A grid of eight dark blue cards identifying the geographic focus of major aligner brands.

Invisalign: Global (100+ countries).

Angel Aligners: China / Asia Pacific.

Smartee: China / Asia Pacific.

K Line: Europe.

Impress: Europe (Direct-to-Consumer model).

SouSmile: Brazil / Latin America.

Candid: United States (Direct-to-Consumer model).

Spark / ClearCorrect: US / Global push.

Another pattern becomes visible when you look at where aligner companies originate.


Several major players still have strong regional roots.


Angel Aligners and Smartee have deep foundations in China and Asia Pacific markets.


Impress built early traction in Europe through a direct to consumer model.


SouSmile has been growing out of Brazil and Latin America.


Candid emerged from the US direct to consumer wave before transitioning toward professional channels.


This suggests that the aligner market is still in the process of becoming truly global.


Most companies first established strong positions in their home regions before expanding internationally. In contrast, Invisalign invested early in global infrastructure and now operates in more than 100 countries worldwide, giving it a substantial head start in brand recognition, clinician training, and supply chain depth.


That global footprint compounds over time and becomes difficult for challengers to replicate quickly.

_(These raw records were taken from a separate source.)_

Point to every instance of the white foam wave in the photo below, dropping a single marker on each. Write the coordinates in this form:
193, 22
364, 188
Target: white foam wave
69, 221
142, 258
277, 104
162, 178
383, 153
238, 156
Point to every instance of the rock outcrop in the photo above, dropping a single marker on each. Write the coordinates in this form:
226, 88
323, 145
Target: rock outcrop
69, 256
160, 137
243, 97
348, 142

What the Bracket Market teaches us


One mistake I sometimes see in discussions about orthodontics is assuming that brackets will slowly fade away as aligners grow.


The reality is more nuanced. Bracket manufacturers continue to innovate.


Self ligating brackets now represent a large portion of the bracket segment.

Ceramic brackets continue to grow steadily.


Companies such as LightForce are developing fully customized 3D printed brackets supported by digital workflows and AI assisted treatment planning.


In other words, brackets are evolving as well.


For aligners to continue expanding their share, they will need to consistently demonstrate:

  • better patient experience

  • efficient clinical workflows

  • strong treatment outcomes

  • attractive economics for practices


The competition between treatment modalities is still very active.



Where the industry may be heading


Several trends seem likely to shape the next decade of orthodontics.


Consolidation within the aligner industry appears almost inevitable. With many smaller players competing in a fragmented market, acquisitions and strategic partnerships will likely increase.


The aligner share of the orthodontic market will probably continue growing, though perhaps more gradually than the most optimistic forecasts suggest. Over the next decade it would not be surprising to see aligners approach 35% to 40% of global treatments, driven by adult orthodontics, improved digital workflows, and expanding access in emerging markets.


But the development I am watching most closely is the race to fill that missing middle. Which companies manage to scale beyond the long tail and become credible global challengers will shape the competitive structure of this industry for years to come.


One thing is becoming increasingly clear: as the aligner ecosystem grows, the companies that succeed may not necessarily be those who try to build every piece internally. The real advantage may lie in assembling the right combination of manufacturing, technology, and clinical expertise through strong partnerships.

In fast growing industries, the strongest ecosystems often win.



A note on the data


Some of the figures referenced in this article are based on publicly available industry reports, market analyses, and aggregated estimates derived from multiple sources.


Market share numbers can vary depending on methodology, geography, and reporting period. The objective of this analysis is not to claim absolute precision but to highlight structural patterns shaping the orthodontic market today.


If you work closely with market data or have additional insights from within the industry, I would welcome the discussion. A clearer understanding of the numbers ultimately benefits everyone involved in orthodontics.